When lockdowns were first implemented and restaurants had to close their doors, millions of people had to quickly pivot to becoming full-time cooks for their families. At first many of us embraced this paradigm shift, pouring our anxiety-laced energy into making breads and tackling meals we otherwise might not have made. After some time had passed, however, things started to get a little…weird. Whether due to cooking burnout or lack of ingredient availability, we started putting together meals that were creative and often a little strange. The Guardian asked its readers to tell them about the weirdest meals they made in lockdown.

The result of a “momentary lapse in concentration” led Fred Wilson to put peanut butter on his beans on toast. Wilson, a restaurant manager, said that while he would not put this on his menu, it was a decent meal, noting that the combination had a “satay-like” quality. A craving for pizza drove Derek Taylor to deploy desperate measures. The result sounds like the results when someone leaves a one-star rating for a recipe but admits they completely changed the ingredients. Taylor didn’t have any flour so used almond meal in the crust, he had no pizza sauce so he substituted canned tomato soup, and he used an unconventional cheese for the topping. Of the result, Taylor claims “It was not as bad as you would expect.” Perhaps, but it was probably bad enough.

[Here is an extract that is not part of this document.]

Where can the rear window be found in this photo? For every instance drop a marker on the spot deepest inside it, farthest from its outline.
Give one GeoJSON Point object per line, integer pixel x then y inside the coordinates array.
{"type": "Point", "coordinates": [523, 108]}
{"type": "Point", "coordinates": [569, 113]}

Some readers played with unusual ingredient combinations that they enjoyed, including smoked fish and dried fruit or kettle chips, apple slices and lime pickle. I have not been nearly as creative as these folks were, although we do have meals that I call ‘grazing’, where I grab the leftovers from three or four meals that were not large enough on their own. Thus I would end up eating half a bowl each of two different kinds of soup with a small lump of mashed potatoes on the side. What is the strangest thing you have made in quarantine?